Но зато как бесконечно долго тянутся эти полчаса для моряков на ночных вахтах, да еще таких холодных и неприветных. И чем ближе конец вахты, тем нетерпеливей ожидание. Последние минуты кажутся часами.

Володя то и дело подходил к фонарю, висевшему около кадки с водой, впереди фок-мачты, взглядывал на часы. Стрелка, показалось ему, почти не двигалась.

— Восемь бить! — раздался веселый голос с мостика.

— Наконец-то! — невольно проговорил вслух Володя.

Радостно отдавались эти удары в его сердце и далеко не так радостно для матросов: они стояли шестичасовые вахты, и смена им была в шесть часов утра. Да и подвахтенным оставалось недолго спать. В пять часов вся команда вставала и должна была после утренней молитвы и чая начать обычную утреннюю чистку и уборку корвета.

С последним ударом колокола к Володе подошел сменяющий его гардемарин.

Ашанин торопливо сдал вахту и почти побежал вниз в свою каюту. Быстро раздевшись, он вскочил в койку, юркнул под одеяло и, согревшийся, охваченный чувством удовлетворенности тепла и отдыха, вполне довольный и счастливый, начал засыпать.

«Какой славный этот Бастрюков и какие ужасные звери бывали люди… Я буду любить матросов…» — подумал он сознательно в последний раз и заснул.

* * *

Через два дня корвет входил на Копенгагенский рейд, и вскоре после того, как отдан был якорь, Володя в большой компании съехал на берег, одетый в штатское платье.

Он первый раз в жизни вступил на чужую землю, и все его поражало и пленяло своей новизной. Вместе с другими он осматривал город, чистенький и довольно красивый, вечер провел в загородном саду вместе с несколькими гардемаринами и, вернувшись на корвет, стал писать длиннейшее письмо домой.

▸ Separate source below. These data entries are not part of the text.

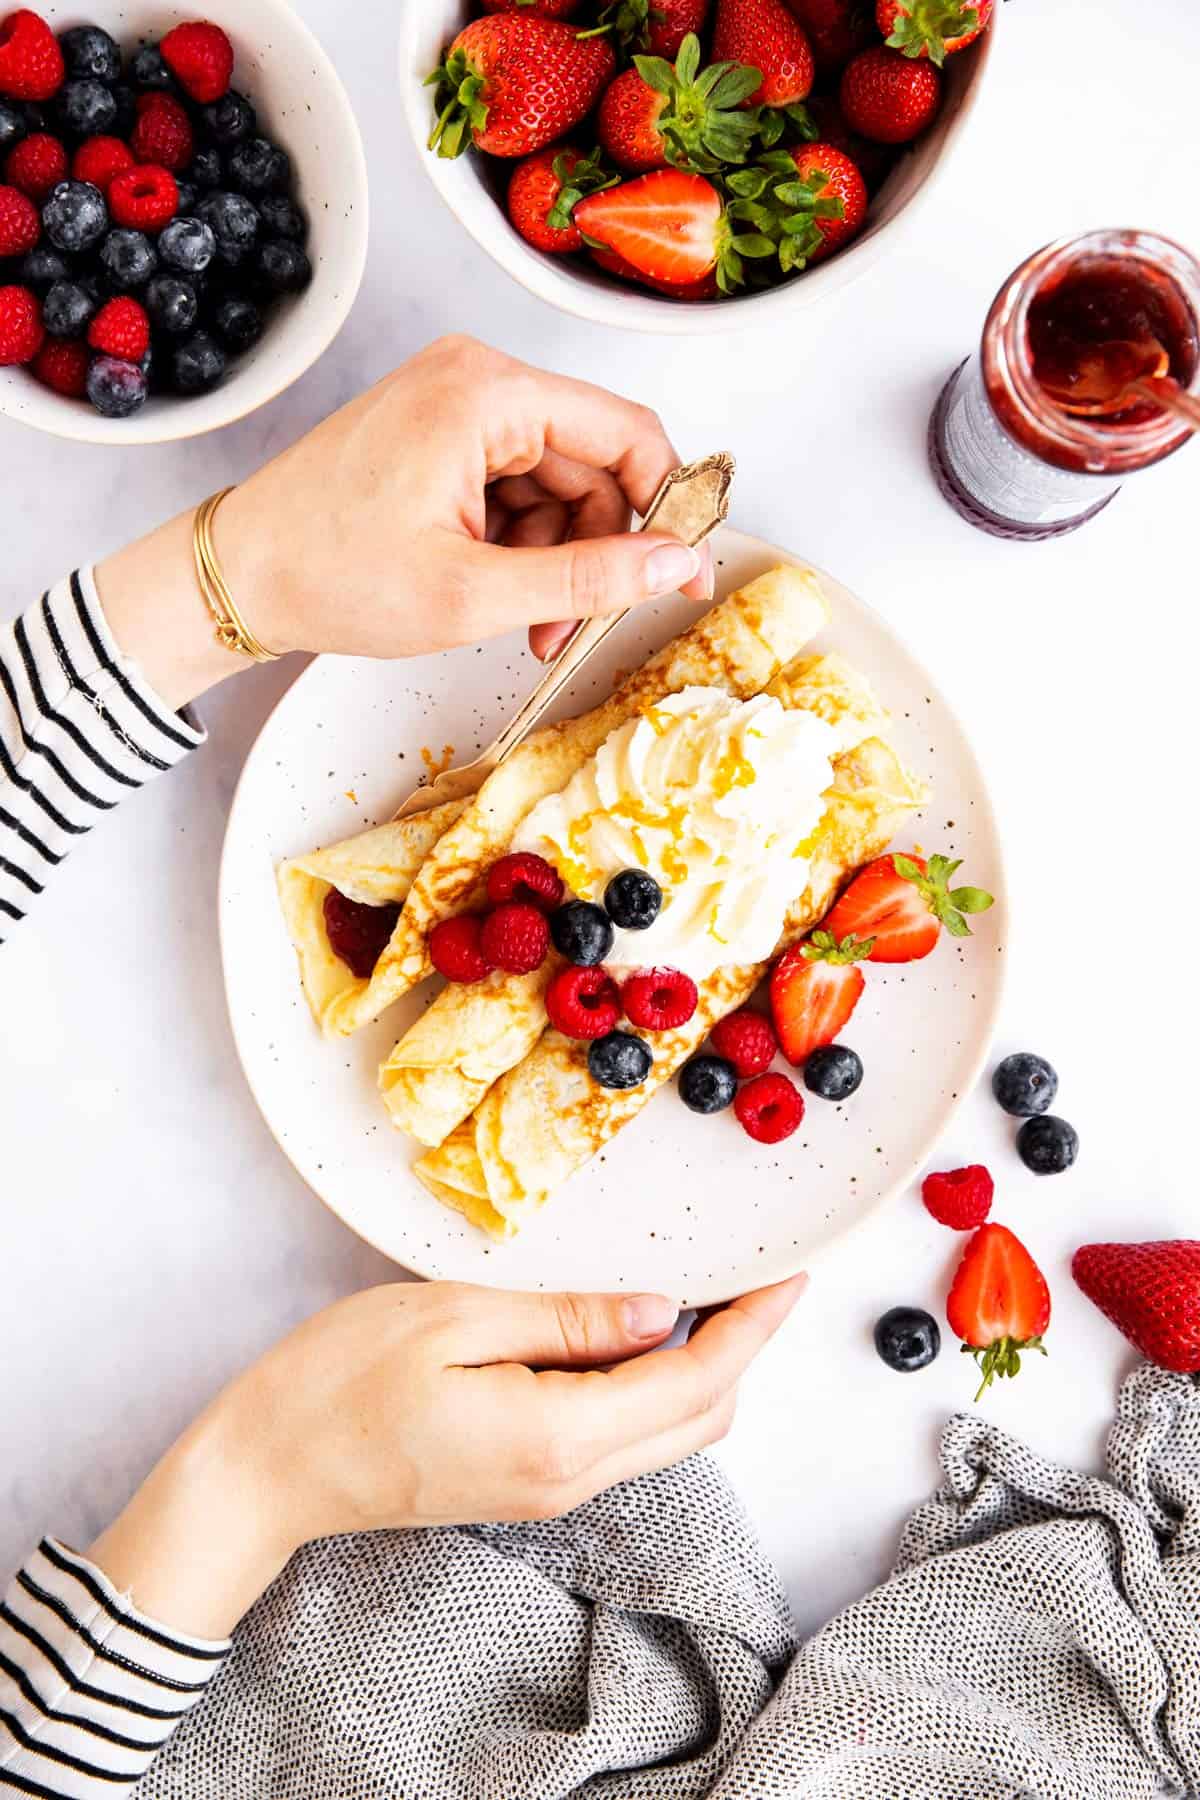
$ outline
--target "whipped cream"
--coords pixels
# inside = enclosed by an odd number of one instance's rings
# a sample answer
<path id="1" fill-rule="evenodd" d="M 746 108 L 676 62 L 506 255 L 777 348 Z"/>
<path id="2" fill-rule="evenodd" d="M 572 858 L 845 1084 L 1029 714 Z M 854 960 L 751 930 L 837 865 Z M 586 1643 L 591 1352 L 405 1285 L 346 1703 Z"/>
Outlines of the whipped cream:
<path id="1" fill-rule="evenodd" d="M 774 949 L 839 748 L 832 726 L 771 695 L 684 688 L 618 725 L 513 848 L 544 856 L 581 900 L 602 901 L 621 869 L 648 870 L 662 911 L 618 931 L 608 962 L 703 981 Z"/>

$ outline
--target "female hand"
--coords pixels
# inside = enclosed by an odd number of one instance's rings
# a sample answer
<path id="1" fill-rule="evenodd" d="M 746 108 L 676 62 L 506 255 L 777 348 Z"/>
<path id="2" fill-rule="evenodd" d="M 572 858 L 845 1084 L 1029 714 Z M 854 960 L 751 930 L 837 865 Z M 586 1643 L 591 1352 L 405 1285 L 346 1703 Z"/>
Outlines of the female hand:
<path id="1" fill-rule="evenodd" d="M 711 595 L 707 549 L 628 530 L 679 460 L 648 408 L 443 338 L 243 482 L 214 537 L 270 650 L 412 656 L 528 625 L 544 657 L 564 621 Z M 97 571 L 123 648 L 174 704 L 245 666 L 213 643 L 191 521 Z"/>
<path id="2" fill-rule="evenodd" d="M 370 1289 L 234 1382 L 89 1554 L 144 1611 L 223 1636 L 311 1538 L 568 1512 L 722 1437 L 804 1284 L 653 1356 L 661 1295 Z"/>

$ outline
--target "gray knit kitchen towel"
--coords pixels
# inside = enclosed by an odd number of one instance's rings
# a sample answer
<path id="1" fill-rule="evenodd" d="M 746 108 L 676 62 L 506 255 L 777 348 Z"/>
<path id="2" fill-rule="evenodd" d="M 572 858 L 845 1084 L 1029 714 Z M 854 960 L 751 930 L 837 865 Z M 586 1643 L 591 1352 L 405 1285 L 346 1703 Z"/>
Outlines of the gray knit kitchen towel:
<path id="1" fill-rule="evenodd" d="M 895 1572 L 797 1648 L 695 1458 L 549 1524 L 327 1539 L 140 1800 L 1143 1800 L 1200 1792 L 1200 1388 L 1107 1478 L 952 1419 Z"/>

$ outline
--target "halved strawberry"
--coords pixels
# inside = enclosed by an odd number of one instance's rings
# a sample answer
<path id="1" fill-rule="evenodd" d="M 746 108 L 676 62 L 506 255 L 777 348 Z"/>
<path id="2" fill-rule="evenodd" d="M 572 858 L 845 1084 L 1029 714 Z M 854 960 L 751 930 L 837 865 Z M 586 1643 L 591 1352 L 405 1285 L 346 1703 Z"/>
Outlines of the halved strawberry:
<path id="1" fill-rule="evenodd" d="M 654 169 L 575 208 L 592 248 L 615 250 L 644 278 L 676 286 L 715 274 L 722 293 L 738 287 L 743 256 L 774 256 L 762 232 L 738 232 L 712 182 L 686 169 Z"/>
<path id="2" fill-rule="evenodd" d="M 669 294 L 672 300 L 715 300 L 720 293 L 714 269 L 707 275 L 701 275 L 699 281 L 658 281 L 653 275 L 643 275 L 635 269 L 631 262 L 618 256 L 615 250 L 602 250 L 594 245 L 590 251 L 592 261 L 597 268 L 607 269 L 610 275 L 619 275 L 622 281 L 636 281 L 639 287 L 654 288 L 659 294 Z"/>
<path id="3" fill-rule="evenodd" d="M 783 0 L 717 0 L 713 56 L 746 63 L 762 80 L 744 106 L 791 106 L 812 90 L 812 46 Z"/>
<path id="4" fill-rule="evenodd" d="M 759 71 L 737 63 L 700 66 L 700 40 L 684 38 L 674 65 L 662 56 L 635 56 L 633 68 L 610 82 L 596 115 L 602 147 L 622 169 L 674 165 L 710 174 L 744 163 L 758 129 L 741 111 Z"/>
<path id="5" fill-rule="evenodd" d="M 939 67 L 986 30 L 992 0 L 876 0 L 875 22 L 892 50 L 927 56 Z"/>
<path id="6" fill-rule="evenodd" d="M 790 1063 L 836 1042 L 866 986 L 859 964 L 870 954 L 870 938 L 839 939 L 828 929 L 784 951 L 771 976 L 771 1016 Z"/>
<path id="7" fill-rule="evenodd" d="M 949 886 L 962 867 L 946 856 L 902 856 L 868 863 L 825 920 L 835 937 L 854 932 L 875 940 L 872 962 L 915 962 L 928 956 L 944 925 L 951 937 L 970 937 L 964 914 L 986 912 L 992 896 L 982 888 Z"/>
<path id="8" fill-rule="evenodd" d="M 426 77 L 439 109 L 429 148 L 532 155 L 591 111 L 615 65 L 607 38 L 528 9 L 473 19 Z"/>
<path id="9" fill-rule="evenodd" d="M 1050 1323 L 1046 1277 L 1006 1225 L 981 1225 L 958 1265 L 946 1301 L 950 1329 L 979 1364 L 979 1400 L 997 1376 L 1020 1373 L 1021 1352 L 1045 1356 Z"/>
<path id="10" fill-rule="evenodd" d="M 634 45 L 654 56 L 676 56 L 689 31 L 700 31 L 709 0 L 610 0 L 600 14 L 624 48 Z"/>

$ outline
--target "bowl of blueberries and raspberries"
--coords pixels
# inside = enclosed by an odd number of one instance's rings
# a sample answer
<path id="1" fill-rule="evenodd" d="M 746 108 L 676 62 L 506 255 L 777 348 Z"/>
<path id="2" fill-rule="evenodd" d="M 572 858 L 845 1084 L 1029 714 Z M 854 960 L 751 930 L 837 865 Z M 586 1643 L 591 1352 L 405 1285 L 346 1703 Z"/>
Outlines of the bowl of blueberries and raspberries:
<path id="1" fill-rule="evenodd" d="M 0 13 L 0 411 L 64 437 L 191 437 L 340 328 L 362 144 L 284 0 Z"/>

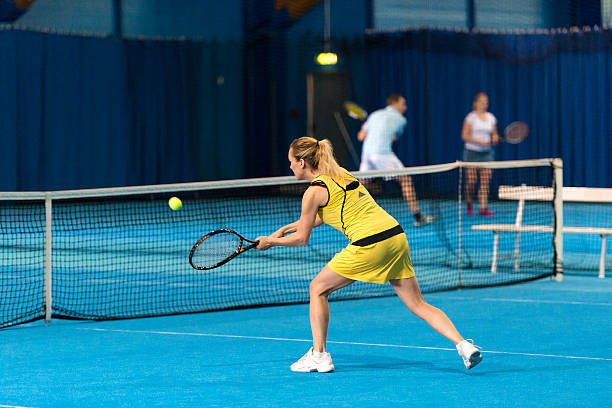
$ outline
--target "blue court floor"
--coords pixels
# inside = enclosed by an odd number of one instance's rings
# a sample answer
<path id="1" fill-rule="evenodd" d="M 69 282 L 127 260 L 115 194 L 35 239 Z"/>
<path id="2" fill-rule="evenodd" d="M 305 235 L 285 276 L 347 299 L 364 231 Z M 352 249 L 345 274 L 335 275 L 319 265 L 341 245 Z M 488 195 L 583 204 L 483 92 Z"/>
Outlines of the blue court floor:
<path id="1" fill-rule="evenodd" d="M 332 302 L 336 371 L 298 374 L 308 306 L 0 331 L 0 407 L 612 406 L 612 279 L 425 295 L 484 360 L 396 297 Z"/>

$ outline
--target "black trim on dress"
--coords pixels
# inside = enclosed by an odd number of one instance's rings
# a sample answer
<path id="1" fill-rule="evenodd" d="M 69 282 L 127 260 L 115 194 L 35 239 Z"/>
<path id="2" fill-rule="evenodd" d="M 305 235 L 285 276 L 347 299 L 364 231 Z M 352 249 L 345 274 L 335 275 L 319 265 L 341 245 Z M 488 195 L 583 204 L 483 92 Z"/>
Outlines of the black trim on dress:
<path id="1" fill-rule="evenodd" d="M 379 232 L 378 234 L 370 235 L 369 237 L 361 238 L 355 242 L 351 242 L 351 245 L 355 245 L 355 246 L 372 245 L 377 242 L 384 241 L 385 239 L 389 239 L 391 237 L 399 235 L 403 232 L 404 230 L 402 229 L 402 226 L 398 224 L 395 227 Z"/>
<path id="2" fill-rule="evenodd" d="M 311 186 L 317 186 L 317 187 L 325 187 L 325 190 L 327 191 L 327 201 L 325 202 L 325 204 L 319 206 L 319 208 L 323 208 L 325 207 L 327 204 L 329 204 L 329 189 L 327 188 L 327 184 L 325 184 L 324 181 L 322 180 L 315 180 L 312 181 L 310 183 Z"/>

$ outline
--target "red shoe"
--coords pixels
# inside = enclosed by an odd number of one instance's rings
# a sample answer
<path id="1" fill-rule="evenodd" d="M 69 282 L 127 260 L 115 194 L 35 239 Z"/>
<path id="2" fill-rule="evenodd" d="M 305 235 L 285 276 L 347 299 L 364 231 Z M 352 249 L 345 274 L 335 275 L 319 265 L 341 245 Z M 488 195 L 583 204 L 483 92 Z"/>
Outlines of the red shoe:
<path id="1" fill-rule="evenodd" d="M 483 217 L 492 217 L 495 214 L 493 213 L 493 211 L 489 211 L 488 208 L 481 208 L 480 210 L 478 210 L 478 215 L 481 215 Z"/>
<path id="2" fill-rule="evenodd" d="M 465 212 L 467 212 L 467 215 L 474 215 L 474 207 L 472 206 L 472 204 L 467 203 L 465 205 Z"/>

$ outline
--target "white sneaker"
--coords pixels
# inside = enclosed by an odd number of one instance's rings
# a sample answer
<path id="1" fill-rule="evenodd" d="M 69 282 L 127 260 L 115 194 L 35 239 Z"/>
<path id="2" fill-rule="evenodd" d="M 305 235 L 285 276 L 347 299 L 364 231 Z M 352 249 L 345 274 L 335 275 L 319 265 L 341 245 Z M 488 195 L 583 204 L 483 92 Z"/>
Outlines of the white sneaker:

На другой день из консульства привезли целую пачку газет и писем, в числе которых одно, очень толстое, было и для Володи.

Он пошел в каюту, чтобы читать письмо без свидетелей, и, обрадованный, что сожитель его в кают-компании, стал глотать эти милые листки, исписанные матерью, сестрой и братом, с восторженной радостью и по временам вытирая невольно навертывавшиеся слезы.

В одном из листков была и лаконичная записка дяди-адмирала: «Ждем известий. Здоров ли? Не укачивает ли тебя?»

— Ах, славный дядюшка! — воскликнул Володя и снова начал перечитывать родные весточки не «начерно», а «набело».

Глава четвертая

Первая трепка

I

По выходе, после двух дней стоянки, из Копенгагена ветер был все дни противный, а потому «Коршун» прошел под парами и узкий Зунд, и богатый мелями Каттегат и Скагерак, этот неприветливый и нелюбимый моряками пролив между южным берегом Норвегии и северо-западной частью Ютландии, известный своими неправильными течениями, бурными погодами и частыми крушениями судов, особенно парусных, сносимых то к скалистым норвежским берегам, то к низким, окруженным отмелями берегам Ютландии.